If you were to ask me what my formative experience with comics was, I'd tell you without blinking that it was
2000AD. And I'd be lying. There were a few comics I read casually before The Galaxy's Greatest. Usually they were one-offs, because I didn't have the pocket money or the stamina (or the town's bookshops didn't seem to have the get-go for sequential ordering?) for a decent run. One or two disparate
Star Wars comics, ditto
Ghost Rider, and the one success, a two-shot
Blade Runner adaptation which I still have. My actual comic collecting however began in 1982, with
Eagle magazine.
Eagle is, was, and was again, a time warp. Initially launched in the Fifties and spearheaded by the still iconic
Dan Dare, it was rested a year before I was born, and then was resurrected fresh-faced for my teens.

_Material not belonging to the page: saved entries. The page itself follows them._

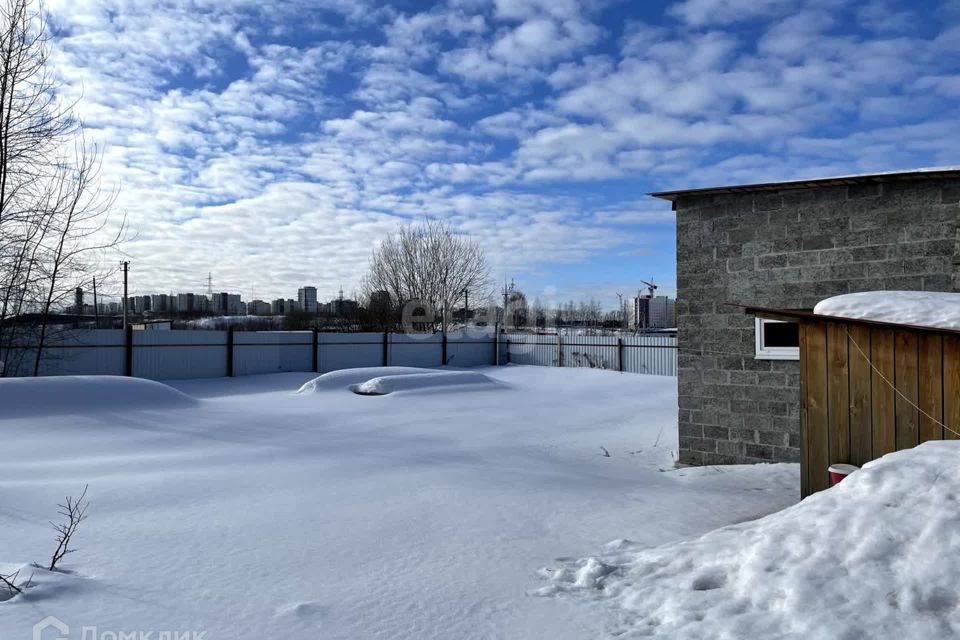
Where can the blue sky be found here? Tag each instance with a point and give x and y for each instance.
(274, 145)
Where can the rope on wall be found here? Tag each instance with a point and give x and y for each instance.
(894, 387)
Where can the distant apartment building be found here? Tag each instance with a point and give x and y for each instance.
(644, 312)
(307, 298)
(638, 312)
(227, 304)
(341, 307)
(662, 313)
(258, 308)
(160, 303)
(186, 303)
(138, 304)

Dan Dare was back, alongside a host of new heroes and topical features, and recalling the title now it seems to me that if the original comic was a naive throwback to more innocent times, the comic of choice to the Baden Powell generation, then the revived title arrived just in time to try to recapture that same innocence. Britain was entering the Eighties, a decade that promised pride and prosperity after the fag end and bleak winters of the latter Seventies. The Queen's eldest son had married his future queen in Westminster, Manchester United - the 'red devils' were top of the FA Cup league, and the Falklands War alerted my maturing eyes and mind to the new generation of battlefield technology - Harrier jump jets,
Mig Foxbats, infra-red night vision goggles. This was the flavour of the new
Eagle, a mission statement of pop stars (
Suggs!
Easton! Stevens!), celebrity athletes (
Coe! Thompson!
Dando!), and the various comic guises of Lenny Henry. It was, to a fault, cheerily British, and I lapped it up as I did
Noel Edmonds' Late Late Breakfast Show.
The early revival was a bit of a misfire, though.

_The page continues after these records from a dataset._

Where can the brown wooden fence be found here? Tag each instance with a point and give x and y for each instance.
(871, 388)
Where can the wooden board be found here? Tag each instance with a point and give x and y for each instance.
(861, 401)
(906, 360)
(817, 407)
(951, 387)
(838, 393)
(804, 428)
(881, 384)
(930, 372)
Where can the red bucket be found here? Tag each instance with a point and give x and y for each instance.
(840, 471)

Photostrips - the style usually adopted by girls' Romance comics, was a prevalent style, with drawn strips the poorer sibling, and this was the model for some time, with only
Dare in colour (and
drawn effectively in the Frank Hampson style by Gerry Emberton) but rubbing shoulders with darker and more intriguing illustrated fare -
Doomlord, The London
Mad Max-style
Tower King, and the
grand guignol of Jose Ortiz's artwork in
The House of Daemon. Years later I'd see why these stories appealed - while the
straightforward adventure of
Tower King was by Alan
Hebden, a then-
2000AD roster writer, the more tongue-in-cheek and
visceral Doomlord and
Daemon came from the minds of John Wagner and Alan Grant, creators of
2000AD's titanic
Judge Dredd and
Strontium Dog. Small surprise then that some twenty or so years later the illustrated
Doomlord would see an unauthorised fan reprint, as would Wagner's other serial from
Eagle's final years and mingling with ill-fated horror comic
Scream,
The Thirteenth Floor. All of which would be beyond me by those days, as I'd long since abandoned the earnest but ultimately juvenile
Eagle and properly discovered Wagner and Grant's superior stomping ground (along with would-be
Dare revivalist Pat Mills) in
2000AD. By 1989 I'd abandoned
2000AD, for a few years at least, and the
Eagle had crash-landed.
So far as I can tell the revamped Eagle isn't fondly recalled to this day, though the aforementioned strips do get the odd mention on the forums. I've always felt that the title suffered from an identity crisis - too young and establishment to be 2000AD, and not as polished to even equal sometime 'AD rival (and the true home of Strontium Dog) Starlord. And yet, it's where it all began, and perhaps its time will come again.